FROM THE EDITOR
We have a well-curated independent bookstore in town, but last Sunday I headed up the line to Barnes & Noble to check out publishing in the wider world. With a separate Architecture section gone, the House & Garden shelves have become . . . eclectic, with “how-to for dummies” paperbacks next to expensive design books. My impression is that a quarter of the books were about downsizing or decluttering. As an editor who’s published many voluptuously furnished houses, I was tempted to take this personally. But then the very next day our writer Regina Cole called to ask: “Can you Kondo-ize a Victorian house? Forbes wants to know.” She’s writing a story for them that looks at period houses from the standpoint of celebrity tidying expert Marie Kondo.
We both knew the answer. Of course a Victorian-period house can be sparse, just as a Midcentury Modern house can be filled to its clerestory windows by a hoarder. Architecture doesn’t change depending on furnishings. And wasn’t it William Morris (1834–1896) who admonished: “Have nothing in your houses that you do not know to be useful, or believe to be beautiful”? Marie Kondo’s mantra—“Do I truly need this?
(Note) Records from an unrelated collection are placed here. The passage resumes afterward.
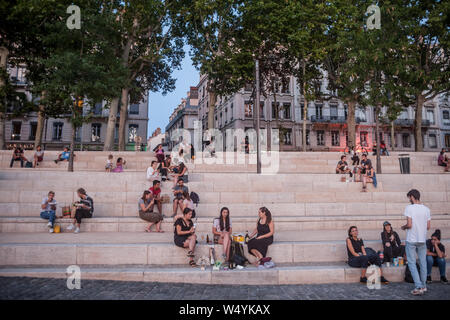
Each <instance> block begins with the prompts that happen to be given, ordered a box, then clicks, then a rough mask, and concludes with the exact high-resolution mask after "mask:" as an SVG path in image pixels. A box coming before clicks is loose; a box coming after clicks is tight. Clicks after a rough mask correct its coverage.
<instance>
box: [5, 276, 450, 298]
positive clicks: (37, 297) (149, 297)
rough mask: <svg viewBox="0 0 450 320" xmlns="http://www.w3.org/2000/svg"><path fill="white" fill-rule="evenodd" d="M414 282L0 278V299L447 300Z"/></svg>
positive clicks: (448, 286) (430, 289)
mask: <svg viewBox="0 0 450 320" xmlns="http://www.w3.org/2000/svg"><path fill="white" fill-rule="evenodd" d="M412 289H413V284H410V283H391V284H389V285H383V286H382V287H381V289H379V290H376V289H373V290H370V289H368V288H367V287H366V286H365V285H362V284H359V283H354V284H353V283H352V284H330V285H328V284H320V285H279V286H246V285H242V286H231V285H196V284H168V283H151V282H122V281H104V280H82V281H81V289H80V290H76V289H75V290H69V289H67V287H66V280H65V279H42V278H9V277H0V300H11V299H21V300H34V299H41V300H58V299H74V300H91V299H99V300H105V299H107V300H185V299H192V300H211V299H214V300H236V299H237V300H329V299H331V300H450V285H443V284H441V283H439V282H436V283H432V284H429V285H428V292H427V293H426V294H425V295H424V296H420V297H416V296H413V295H411V294H410V291H411V290H412Z"/></svg>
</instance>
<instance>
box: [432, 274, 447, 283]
mask: <svg viewBox="0 0 450 320" xmlns="http://www.w3.org/2000/svg"><path fill="white" fill-rule="evenodd" d="M432 282H433V281H432V280H431V276H427V283H432ZM441 283H442V284H448V280H447V278H446V277H445V276H442V277H441Z"/></svg>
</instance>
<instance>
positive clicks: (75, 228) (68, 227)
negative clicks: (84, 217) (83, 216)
mask: <svg viewBox="0 0 450 320" xmlns="http://www.w3.org/2000/svg"><path fill="white" fill-rule="evenodd" d="M74 228H75V231H74V232H73V233H80V228H78V227H75V226H74V225H73V224H71V225H70V226H68V227H67V229H66V230H69V231H71V230H73V229H74Z"/></svg>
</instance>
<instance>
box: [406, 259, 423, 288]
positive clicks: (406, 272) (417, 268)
mask: <svg viewBox="0 0 450 320" xmlns="http://www.w3.org/2000/svg"><path fill="white" fill-rule="evenodd" d="M416 267H417V272H419V274H420V266H419V264H418V263H416ZM405 282H408V283H414V279H413V278H412V274H411V270H409V263H408V264H407V265H406V268H405Z"/></svg>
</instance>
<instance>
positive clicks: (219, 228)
mask: <svg viewBox="0 0 450 320" xmlns="http://www.w3.org/2000/svg"><path fill="white" fill-rule="evenodd" d="M231 233H232V228H231V219H230V210H228V208H227V207H223V208H222V209H220V217H219V218H216V219H214V225H213V234H214V244H222V245H223V252H224V253H223V258H224V260H225V261H229V260H230V248H231Z"/></svg>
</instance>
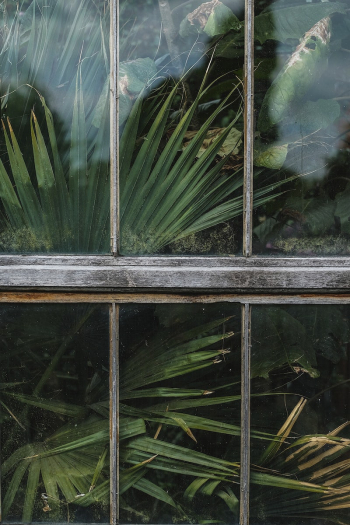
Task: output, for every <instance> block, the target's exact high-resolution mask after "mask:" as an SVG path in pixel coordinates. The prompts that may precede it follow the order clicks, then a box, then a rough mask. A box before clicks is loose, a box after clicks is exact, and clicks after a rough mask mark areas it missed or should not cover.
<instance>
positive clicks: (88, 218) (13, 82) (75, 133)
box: [0, 0, 109, 253]
mask: <svg viewBox="0 0 350 525" xmlns="http://www.w3.org/2000/svg"><path fill="white" fill-rule="evenodd" d="M102 8H103V5H102V3H101V10H100V8H99V7H98V6H97V4H91V3H90V2H88V1H86V0H79V1H78V0H74V1H72V2H70V3H69V5H68V4H67V3H66V2H64V1H62V0H49V1H48V2H43V1H42V0H33V1H32V2H31V4H30V5H29V6H28V7H27V9H26V11H25V12H23V13H22V12H20V11H17V13H16V15H15V16H14V18H13V21H12V24H11V25H10V26H9V27H5V28H4V29H3V35H2V36H3V38H4V45H3V47H2V50H1V53H0V68H1V71H2V73H3V76H2V99H1V107H2V110H3V115H4V114H8V115H9V116H10V118H11V122H10V119H7V125H6V122H5V119H4V120H3V130H4V135H3V136H4V143H3V148H5V151H6V154H7V158H8V161H6V162H5V161H4V162H1V164H0V174H1V179H0V186H1V188H0V197H1V201H2V204H3V207H4V211H5V217H4V220H3V224H2V226H3V230H4V231H3V233H2V247H3V249H4V251H11V250H13V249H18V248H19V249H20V250H21V251H24V252H27V251H31V250H32V251H50V252H58V251H61V252H62V251H63V252H68V253H69V252H76V253H81V252H90V253H94V252H101V251H102V252H107V251H108V248H109V239H108V230H109V210H108V203H109V147H108V140H109V139H108V137H109V90H108V83H109V80H108V75H109V64H108V61H109V60H108V42H107V41H106V35H108V30H107V28H108V24H109V19H108V10H107V11H106V12H104V10H103V9H102ZM91 31H92V32H91ZM10 65H11V67H10ZM32 100H35V102H36V110H35V114H34V112H32V115H31V117H30V119H28V117H27V116H26V114H27V113H30V112H29V110H28V109H29V108H30V104H31V101H32ZM19 102H20V103H19ZM40 106H41V107H42V109H40ZM49 107H50V108H51V110H50V109H49ZM18 113H19V115H20V117H21V118H20V119H18V120H19V122H20V123H21V125H20V126H18V123H17V120H16V118H15V116H16V114H18ZM56 115H59V118H57V116H56ZM62 119H63V121H62ZM64 128H66V129H64ZM29 136H30V137H31V138H30V139H29ZM30 145H31V148H30ZM5 160H6V157H5ZM13 184H14V185H13ZM25 231H28V240H29V241H30V239H32V241H30V242H28V243H27V244H26V243H23V244H24V246H23V245H22V241H21V240H20V239H21V235H22V234H21V232H25ZM17 232H18V234H17ZM22 237H23V236H22Z"/></svg>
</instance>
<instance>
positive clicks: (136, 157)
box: [119, 0, 244, 255]
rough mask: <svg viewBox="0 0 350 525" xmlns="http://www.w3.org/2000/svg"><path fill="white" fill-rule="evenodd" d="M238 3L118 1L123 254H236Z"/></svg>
mask: <svg viewBox="0 0 350 525" xmlns="http://www.w3.org/2000/svg"><path fill="white" fill-rule="evenodd" d="M243 22H244V0H225V1H224V2H220V1H218V0H213V1H211V2H204V3H199V2H182V0H170V1H169V2H168V1H167V0H165V1H162V2H158V1H157V0H147V1H144V0H121V1H120V42H121V48H120V59H121V64H120V85H119V90H120V93H119V104H120V113H119V126H120V133H121V142H120V221H121V224H120V227H121V253H122V254H123V255H129V254H137V255H148V254H173V255H178V254H221V255H222V254H232V253H239V252H240V251H241V242H242V208H243V204H242V185H243V107H242V101H243V96H242V91H243V88H242V79H243V59H244V27H243V25H244V23H243Z"/></svg>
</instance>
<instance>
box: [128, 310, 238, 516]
mask: <svg viewBox="0 0 350 525" xmlns="http://www.w3.org/2000/svg"><path fill="white" fill-rule="evenodd" d="M120 321H121V324H120V343H121V348H120V359H121V363H120V400H121V401H120V480H119V483H120V493H121V494H122V497H121V501H120V507H121V509H120V521H121V523H129V522H130V523H224V524H225V523H227V524H228V523H230V524H238V516H239V462H240V334H239V331H240V307H239V305H232V304H230V305H222V304H217V305H205V306H204V305H199V304H198V305H158V306H154V305H153V306H136V305H129V306H123V307H122V308H121V319H120Z"/></svg>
Does this object spark joy?”—sounds a lot like Morris, whose own homes at Bexleyheath and Kelmscott were startlingly spare, evoking farmhouse rooms and American Colonial interiors more than those of an upper-class Victorian.
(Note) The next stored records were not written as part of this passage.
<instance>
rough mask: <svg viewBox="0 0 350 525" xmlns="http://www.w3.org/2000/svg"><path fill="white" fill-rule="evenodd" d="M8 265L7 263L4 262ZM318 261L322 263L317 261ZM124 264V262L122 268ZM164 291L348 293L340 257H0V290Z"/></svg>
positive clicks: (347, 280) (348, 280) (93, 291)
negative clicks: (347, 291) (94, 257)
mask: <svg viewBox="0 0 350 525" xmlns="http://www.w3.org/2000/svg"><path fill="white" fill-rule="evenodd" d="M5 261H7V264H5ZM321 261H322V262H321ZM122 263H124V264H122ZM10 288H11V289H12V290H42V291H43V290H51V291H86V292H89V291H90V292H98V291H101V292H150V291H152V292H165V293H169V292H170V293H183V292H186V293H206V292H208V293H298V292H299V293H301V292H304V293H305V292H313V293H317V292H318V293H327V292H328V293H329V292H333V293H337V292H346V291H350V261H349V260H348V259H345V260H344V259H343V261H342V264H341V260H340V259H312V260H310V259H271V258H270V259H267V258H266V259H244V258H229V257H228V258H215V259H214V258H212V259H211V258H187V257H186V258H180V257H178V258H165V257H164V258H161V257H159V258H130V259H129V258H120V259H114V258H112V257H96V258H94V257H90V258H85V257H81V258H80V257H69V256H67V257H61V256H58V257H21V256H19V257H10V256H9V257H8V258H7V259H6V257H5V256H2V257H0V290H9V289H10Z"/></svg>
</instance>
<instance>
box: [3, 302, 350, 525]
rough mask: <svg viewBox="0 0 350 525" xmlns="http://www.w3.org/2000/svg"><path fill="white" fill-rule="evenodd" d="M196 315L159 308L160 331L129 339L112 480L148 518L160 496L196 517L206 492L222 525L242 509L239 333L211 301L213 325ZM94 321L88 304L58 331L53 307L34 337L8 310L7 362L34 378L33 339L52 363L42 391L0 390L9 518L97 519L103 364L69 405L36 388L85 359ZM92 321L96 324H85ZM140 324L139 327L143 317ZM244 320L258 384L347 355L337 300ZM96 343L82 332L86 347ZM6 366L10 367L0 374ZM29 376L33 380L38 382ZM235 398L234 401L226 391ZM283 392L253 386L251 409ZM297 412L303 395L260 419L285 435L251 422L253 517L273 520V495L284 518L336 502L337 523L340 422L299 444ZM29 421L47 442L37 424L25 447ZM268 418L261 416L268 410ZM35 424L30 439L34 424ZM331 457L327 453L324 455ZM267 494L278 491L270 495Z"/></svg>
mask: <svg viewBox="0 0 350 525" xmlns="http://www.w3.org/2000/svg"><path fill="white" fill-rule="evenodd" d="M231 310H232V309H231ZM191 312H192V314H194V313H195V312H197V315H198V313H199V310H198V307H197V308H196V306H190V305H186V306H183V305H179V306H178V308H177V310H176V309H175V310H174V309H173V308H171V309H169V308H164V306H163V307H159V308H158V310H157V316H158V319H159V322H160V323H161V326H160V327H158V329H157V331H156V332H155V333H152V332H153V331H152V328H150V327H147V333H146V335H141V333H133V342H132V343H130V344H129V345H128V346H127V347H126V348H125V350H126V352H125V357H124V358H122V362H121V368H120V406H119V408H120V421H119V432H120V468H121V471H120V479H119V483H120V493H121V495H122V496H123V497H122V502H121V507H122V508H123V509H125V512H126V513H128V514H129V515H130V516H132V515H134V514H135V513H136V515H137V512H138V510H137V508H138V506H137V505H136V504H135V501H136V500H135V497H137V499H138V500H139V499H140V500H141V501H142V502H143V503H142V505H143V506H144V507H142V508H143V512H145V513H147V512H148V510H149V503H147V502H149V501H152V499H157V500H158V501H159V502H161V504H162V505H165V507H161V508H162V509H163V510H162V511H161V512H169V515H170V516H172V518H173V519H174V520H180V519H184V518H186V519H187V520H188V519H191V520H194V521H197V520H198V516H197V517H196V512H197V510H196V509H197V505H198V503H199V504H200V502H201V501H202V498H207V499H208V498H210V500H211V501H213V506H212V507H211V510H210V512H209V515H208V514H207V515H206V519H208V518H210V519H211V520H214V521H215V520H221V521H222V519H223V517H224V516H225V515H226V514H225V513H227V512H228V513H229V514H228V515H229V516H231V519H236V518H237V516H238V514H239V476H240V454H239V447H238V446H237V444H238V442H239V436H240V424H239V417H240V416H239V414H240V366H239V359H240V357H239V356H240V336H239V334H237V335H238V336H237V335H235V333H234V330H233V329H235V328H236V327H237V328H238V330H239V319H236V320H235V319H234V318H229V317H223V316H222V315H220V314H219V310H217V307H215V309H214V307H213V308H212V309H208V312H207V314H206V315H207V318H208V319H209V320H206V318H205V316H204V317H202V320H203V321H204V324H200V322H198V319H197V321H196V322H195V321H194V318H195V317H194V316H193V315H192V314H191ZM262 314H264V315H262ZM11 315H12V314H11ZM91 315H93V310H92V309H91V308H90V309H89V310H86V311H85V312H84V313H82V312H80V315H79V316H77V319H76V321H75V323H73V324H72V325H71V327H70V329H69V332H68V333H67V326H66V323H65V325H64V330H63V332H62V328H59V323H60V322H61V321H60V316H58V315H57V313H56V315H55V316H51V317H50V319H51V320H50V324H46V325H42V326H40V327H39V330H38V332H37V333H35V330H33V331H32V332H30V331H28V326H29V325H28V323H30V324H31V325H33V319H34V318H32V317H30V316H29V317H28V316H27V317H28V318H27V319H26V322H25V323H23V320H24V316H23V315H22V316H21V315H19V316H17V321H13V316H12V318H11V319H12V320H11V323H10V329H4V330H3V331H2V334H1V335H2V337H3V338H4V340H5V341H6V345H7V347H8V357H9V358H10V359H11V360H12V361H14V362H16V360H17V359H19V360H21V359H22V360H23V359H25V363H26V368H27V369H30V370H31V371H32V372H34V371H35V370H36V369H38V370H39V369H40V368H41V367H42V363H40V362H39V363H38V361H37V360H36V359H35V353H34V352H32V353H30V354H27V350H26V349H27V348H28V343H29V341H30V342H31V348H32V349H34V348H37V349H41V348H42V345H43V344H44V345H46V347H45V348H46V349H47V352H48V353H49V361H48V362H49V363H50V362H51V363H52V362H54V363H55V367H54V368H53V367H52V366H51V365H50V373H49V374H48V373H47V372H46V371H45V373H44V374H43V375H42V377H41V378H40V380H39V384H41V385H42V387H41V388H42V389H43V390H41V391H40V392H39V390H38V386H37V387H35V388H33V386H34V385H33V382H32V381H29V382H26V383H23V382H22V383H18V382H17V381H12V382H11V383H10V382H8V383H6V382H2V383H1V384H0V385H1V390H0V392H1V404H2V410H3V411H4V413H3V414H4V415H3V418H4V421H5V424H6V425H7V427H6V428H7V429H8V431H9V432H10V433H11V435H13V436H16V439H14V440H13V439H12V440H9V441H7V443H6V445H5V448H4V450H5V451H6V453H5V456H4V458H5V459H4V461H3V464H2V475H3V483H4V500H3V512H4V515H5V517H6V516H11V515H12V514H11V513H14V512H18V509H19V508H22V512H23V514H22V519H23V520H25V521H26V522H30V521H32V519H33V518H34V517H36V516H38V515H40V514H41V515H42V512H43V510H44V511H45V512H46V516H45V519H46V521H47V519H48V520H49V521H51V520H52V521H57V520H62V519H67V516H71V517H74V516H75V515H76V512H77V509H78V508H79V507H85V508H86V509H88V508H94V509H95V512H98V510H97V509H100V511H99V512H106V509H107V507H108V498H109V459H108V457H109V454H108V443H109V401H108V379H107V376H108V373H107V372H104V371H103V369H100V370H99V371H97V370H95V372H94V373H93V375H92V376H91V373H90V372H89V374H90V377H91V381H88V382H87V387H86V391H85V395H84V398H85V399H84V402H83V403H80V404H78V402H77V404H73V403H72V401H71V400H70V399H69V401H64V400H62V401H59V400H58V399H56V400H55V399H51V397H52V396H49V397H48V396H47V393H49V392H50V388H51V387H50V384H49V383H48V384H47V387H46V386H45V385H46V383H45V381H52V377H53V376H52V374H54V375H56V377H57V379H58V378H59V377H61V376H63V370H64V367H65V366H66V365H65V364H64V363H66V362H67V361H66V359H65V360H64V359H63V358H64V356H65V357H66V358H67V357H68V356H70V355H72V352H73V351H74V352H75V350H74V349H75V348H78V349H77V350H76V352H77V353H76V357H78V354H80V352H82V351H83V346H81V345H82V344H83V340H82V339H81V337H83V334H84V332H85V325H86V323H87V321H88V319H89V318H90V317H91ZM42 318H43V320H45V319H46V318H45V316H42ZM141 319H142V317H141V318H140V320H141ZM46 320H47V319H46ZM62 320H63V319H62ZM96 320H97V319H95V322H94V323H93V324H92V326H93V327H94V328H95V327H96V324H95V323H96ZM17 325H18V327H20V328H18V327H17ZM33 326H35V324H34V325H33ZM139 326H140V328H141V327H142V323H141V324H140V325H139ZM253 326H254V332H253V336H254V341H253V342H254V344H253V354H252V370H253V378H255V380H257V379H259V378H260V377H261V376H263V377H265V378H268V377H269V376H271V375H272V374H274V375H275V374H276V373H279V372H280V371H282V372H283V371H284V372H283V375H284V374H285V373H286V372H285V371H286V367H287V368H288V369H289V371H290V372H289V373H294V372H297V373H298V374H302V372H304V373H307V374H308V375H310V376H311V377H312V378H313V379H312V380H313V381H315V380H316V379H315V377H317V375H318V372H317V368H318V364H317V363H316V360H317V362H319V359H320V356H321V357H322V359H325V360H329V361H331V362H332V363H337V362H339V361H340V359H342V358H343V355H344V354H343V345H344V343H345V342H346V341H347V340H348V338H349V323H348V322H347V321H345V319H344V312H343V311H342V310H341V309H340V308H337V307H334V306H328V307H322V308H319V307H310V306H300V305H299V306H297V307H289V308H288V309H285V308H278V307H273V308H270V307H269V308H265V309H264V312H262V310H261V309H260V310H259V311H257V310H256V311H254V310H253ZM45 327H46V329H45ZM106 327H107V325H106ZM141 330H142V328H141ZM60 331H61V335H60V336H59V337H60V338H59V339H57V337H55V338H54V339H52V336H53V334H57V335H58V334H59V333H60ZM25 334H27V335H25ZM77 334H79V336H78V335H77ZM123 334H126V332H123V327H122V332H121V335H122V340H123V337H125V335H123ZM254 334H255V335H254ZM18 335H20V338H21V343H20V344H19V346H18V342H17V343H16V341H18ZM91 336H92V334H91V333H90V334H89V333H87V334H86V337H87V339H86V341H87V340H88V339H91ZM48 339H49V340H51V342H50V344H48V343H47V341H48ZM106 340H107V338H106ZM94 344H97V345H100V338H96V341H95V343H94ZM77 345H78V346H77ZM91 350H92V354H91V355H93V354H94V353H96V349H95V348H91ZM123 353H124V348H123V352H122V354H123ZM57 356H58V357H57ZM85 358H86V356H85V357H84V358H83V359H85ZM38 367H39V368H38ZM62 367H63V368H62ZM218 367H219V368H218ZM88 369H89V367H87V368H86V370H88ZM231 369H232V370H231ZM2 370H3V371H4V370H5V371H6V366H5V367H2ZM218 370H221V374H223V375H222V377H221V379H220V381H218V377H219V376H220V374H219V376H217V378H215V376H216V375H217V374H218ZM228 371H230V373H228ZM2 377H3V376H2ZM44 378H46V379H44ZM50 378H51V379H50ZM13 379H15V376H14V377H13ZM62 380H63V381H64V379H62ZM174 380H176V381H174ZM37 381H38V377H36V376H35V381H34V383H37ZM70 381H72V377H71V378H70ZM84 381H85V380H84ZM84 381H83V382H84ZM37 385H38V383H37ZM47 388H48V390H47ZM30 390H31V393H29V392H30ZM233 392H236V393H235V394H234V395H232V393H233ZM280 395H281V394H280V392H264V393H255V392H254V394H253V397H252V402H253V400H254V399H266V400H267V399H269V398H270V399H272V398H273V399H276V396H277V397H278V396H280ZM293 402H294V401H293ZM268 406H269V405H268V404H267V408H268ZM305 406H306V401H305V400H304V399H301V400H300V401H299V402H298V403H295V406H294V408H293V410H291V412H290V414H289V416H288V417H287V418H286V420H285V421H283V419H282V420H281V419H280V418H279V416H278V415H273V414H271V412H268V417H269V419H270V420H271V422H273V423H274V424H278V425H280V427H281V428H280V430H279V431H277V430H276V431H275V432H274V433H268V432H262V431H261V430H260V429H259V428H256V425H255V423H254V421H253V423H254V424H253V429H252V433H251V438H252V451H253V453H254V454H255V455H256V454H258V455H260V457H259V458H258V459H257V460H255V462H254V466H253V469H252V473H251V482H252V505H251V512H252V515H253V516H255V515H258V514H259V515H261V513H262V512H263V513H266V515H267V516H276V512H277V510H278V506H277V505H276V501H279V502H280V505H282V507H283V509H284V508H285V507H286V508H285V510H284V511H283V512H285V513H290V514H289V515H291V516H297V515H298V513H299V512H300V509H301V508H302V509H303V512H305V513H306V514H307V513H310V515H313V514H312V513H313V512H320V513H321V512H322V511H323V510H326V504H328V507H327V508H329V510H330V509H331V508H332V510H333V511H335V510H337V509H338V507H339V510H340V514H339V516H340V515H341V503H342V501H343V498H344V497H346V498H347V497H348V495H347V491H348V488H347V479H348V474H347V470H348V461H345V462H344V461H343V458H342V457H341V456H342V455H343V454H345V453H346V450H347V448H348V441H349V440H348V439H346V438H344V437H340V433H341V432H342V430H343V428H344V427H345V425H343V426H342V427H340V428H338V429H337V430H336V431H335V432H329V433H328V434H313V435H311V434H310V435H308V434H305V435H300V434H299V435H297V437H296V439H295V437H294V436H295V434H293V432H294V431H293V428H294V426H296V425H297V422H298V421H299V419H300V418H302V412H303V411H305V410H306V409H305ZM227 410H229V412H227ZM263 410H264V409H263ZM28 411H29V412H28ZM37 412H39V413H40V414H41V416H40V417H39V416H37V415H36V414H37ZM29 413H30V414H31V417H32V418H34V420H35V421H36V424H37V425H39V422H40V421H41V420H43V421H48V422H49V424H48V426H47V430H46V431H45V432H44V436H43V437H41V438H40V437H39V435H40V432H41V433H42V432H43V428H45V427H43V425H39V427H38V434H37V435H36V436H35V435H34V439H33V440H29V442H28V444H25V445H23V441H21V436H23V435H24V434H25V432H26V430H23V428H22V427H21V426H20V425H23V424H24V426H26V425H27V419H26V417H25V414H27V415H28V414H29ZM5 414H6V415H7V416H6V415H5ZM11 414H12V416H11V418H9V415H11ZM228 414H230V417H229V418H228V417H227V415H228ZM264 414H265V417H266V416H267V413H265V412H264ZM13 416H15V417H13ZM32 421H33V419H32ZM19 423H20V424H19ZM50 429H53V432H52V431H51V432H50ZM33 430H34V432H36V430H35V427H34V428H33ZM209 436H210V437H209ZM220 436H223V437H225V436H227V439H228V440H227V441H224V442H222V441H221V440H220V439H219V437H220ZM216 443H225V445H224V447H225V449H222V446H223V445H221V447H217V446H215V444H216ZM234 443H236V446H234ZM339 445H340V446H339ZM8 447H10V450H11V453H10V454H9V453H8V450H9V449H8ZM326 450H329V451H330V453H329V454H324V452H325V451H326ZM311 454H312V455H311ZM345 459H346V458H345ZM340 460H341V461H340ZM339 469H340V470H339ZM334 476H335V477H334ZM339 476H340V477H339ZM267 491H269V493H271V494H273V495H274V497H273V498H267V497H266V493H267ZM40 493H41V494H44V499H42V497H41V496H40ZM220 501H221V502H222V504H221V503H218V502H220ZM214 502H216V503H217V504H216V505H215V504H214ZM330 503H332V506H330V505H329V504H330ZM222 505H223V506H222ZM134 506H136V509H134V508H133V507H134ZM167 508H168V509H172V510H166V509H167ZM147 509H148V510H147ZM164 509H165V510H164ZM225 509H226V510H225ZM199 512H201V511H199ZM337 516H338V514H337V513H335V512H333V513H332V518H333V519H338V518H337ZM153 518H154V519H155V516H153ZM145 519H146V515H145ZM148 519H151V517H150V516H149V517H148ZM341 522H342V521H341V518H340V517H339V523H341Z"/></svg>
Victorian houses are full of fancy woodwork and details because the Industrial Revolution had made that possible. Likewise they were stuffed full of textiles, furniture, and knick-knacks because for the first time such abundance was available to the middle class. Now, many people are weary of consumerism, weighed down by too many belongings and the often inevitable disorder.
Decluttering should be confined to ephemera, however. When it comes to the architecture, it’s not our call to obliterate the good work of the past, to rip out original material that may be irreplaceable. That’s not decluttering. That’s vandalism.